LambdaLabsML / examples

Deep Learning Examples
MIT License
805 stars 103 forks source link

can't reproduce and got noise issue #33

Closed jnkr36 closed 1 year ago

jnkr36 commented 1 year ago

TRAIN: I follow the example and use V100 to reproduce, I just change the batch size from 4 to 1 in configs/stable-diffusion/pokemon.yaml python main.py -t --base configs/stable-diffusion/pokemon.yaml --gpus 1 --scale_lr False --num_nodes 1 --check_val_every_n_epoch 10 --finetune_from sd-v1-4-full-ema.ckpt

TEST: After training about 300 epochs, I use scripts/txt2img.py to test: 1、first I use the original checkpoint sd-v1-4-full-ema.ckpt to test and get the below result: python scripts/txt2img.py --prompt 'robotic cat with wings' --outdir '/outputs/generated_pokemon' --H 512 --W 512 --n_samples 4 --config '/configs/stable-diffusion/pokemon.yaml' --ckpt 'sd-v1-4-full-ema.ckpt' image 2、and then I use epoch=000002.ckpt、epoch=000004.ckpt、epoch=000007.ckpt、epoch=000009.ckpt、epoch=0000012.ckpt......to test again, and the result becomes more and more like noise, and at last i only generate all black picture. python scripts/txt2img.py --prompt 'robotic cat with wings' --outdir '/outputs/generated_pokemon' --H 512 --W 512 --n_samples 4 --config '/configs/stable-diffusion/pokemon.yaml' --ckpt 'logs/2022-10-28T12-32-02_pokemon/checkpoints/epoch=000002.ckpt' 1)epoch=000002.ckpt result: image 2)epoch=000004.ckpt result: image 3)epoch=000007.ckpt result: image 4)epoch=000009.ckpt result: image 5)epoch=000012.ckpt result: image 6)epoch=000014.ckpt result: image ...... 7)epoch=000048.ckpt result: image Is there anyone meet the same issue? or could you someone help to solve the problem?

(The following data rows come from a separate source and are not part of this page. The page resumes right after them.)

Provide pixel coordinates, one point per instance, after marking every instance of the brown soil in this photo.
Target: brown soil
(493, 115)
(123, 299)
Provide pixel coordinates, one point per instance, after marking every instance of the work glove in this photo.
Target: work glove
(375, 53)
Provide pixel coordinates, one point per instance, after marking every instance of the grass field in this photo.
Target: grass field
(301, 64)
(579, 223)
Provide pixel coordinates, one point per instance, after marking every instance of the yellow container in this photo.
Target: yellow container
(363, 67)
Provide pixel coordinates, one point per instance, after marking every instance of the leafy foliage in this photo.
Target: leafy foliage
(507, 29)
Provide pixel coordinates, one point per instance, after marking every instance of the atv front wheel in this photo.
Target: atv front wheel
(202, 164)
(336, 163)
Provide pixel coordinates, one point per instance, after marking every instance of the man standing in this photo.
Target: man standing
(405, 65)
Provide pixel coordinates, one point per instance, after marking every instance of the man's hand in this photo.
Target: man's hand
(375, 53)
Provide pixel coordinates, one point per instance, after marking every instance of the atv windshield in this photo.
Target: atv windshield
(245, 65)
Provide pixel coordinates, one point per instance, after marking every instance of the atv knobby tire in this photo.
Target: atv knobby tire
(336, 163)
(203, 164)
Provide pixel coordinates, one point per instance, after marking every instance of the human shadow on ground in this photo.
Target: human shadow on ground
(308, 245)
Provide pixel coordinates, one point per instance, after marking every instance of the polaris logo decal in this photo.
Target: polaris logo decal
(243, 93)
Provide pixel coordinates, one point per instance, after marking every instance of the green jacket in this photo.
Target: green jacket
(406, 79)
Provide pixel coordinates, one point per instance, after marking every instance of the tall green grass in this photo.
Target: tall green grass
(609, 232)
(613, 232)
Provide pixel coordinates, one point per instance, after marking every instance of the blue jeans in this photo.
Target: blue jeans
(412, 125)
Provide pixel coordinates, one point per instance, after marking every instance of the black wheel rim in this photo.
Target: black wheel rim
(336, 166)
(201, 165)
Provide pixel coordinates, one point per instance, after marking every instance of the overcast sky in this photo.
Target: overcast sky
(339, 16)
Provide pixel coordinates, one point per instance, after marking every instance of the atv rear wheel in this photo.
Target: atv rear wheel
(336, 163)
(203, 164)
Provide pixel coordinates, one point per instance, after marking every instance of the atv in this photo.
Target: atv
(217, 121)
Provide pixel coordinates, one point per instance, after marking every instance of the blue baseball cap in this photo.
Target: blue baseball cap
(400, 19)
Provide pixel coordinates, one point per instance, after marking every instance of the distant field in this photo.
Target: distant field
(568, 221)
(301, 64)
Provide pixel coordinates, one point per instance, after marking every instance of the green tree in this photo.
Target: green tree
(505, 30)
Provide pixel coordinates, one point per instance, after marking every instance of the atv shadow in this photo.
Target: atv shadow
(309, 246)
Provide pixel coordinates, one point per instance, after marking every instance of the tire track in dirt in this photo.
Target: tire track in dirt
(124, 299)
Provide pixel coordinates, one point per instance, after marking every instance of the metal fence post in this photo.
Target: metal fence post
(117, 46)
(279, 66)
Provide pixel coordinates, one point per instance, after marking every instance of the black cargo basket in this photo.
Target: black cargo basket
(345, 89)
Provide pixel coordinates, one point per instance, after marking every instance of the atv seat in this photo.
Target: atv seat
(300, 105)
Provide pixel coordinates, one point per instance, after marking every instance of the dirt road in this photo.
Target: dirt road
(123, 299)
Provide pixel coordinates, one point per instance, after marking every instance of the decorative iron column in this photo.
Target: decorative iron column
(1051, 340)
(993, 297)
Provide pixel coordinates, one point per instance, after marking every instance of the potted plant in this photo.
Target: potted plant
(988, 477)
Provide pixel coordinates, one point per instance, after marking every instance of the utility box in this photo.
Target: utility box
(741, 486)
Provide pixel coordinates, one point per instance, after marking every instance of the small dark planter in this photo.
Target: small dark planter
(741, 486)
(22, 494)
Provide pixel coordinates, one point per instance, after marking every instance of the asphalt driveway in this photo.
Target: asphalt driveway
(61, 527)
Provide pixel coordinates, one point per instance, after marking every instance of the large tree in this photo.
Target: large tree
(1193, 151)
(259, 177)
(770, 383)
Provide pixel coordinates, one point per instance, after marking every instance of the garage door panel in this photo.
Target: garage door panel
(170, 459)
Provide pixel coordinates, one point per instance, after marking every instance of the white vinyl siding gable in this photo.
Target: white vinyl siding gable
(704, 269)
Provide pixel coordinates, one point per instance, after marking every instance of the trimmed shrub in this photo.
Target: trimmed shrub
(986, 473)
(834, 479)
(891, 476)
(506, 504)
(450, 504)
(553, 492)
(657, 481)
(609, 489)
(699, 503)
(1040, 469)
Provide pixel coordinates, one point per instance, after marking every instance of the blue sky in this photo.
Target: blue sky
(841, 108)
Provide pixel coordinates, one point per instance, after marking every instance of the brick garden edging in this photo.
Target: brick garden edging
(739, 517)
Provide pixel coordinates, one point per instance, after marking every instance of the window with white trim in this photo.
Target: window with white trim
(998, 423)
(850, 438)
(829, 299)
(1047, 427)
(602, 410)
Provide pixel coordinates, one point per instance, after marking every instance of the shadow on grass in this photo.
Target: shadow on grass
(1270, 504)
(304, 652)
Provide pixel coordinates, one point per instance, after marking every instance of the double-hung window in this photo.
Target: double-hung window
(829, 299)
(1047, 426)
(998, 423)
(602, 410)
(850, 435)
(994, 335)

lk-wq commented 1 year ago

You mentioned you set the batch size from 4 to 1, did you also scale the learning rate down?

jnkr36 commented 1 year ago

You mentioned you set the batch size from 4 to 1, did you also scale the learning rate down?

Thanks so much for your suggestion. I scale base_learning_rate in configs/stable-diffusion/pokemon.yaml from 1.0e-04 to 2.0e-05 and try again, it seems that it can work now. Currently, training process has run to epoch 129, I will run it for more time and hope to get better results 1)epoch=000052.ckpt result: image

2)epoch=000100.ckpt result: image

3)epoch=000129.ckpt result: image

tenghui98 commented 1 year ago

Wow, I also encontered this problem. Thanks!

xuzekai1997 commented 1 year ago

hello, could you share your yaml file.When I run main.py, it always got wrong.But I have no idea of which part is wrong. Thanks a lot.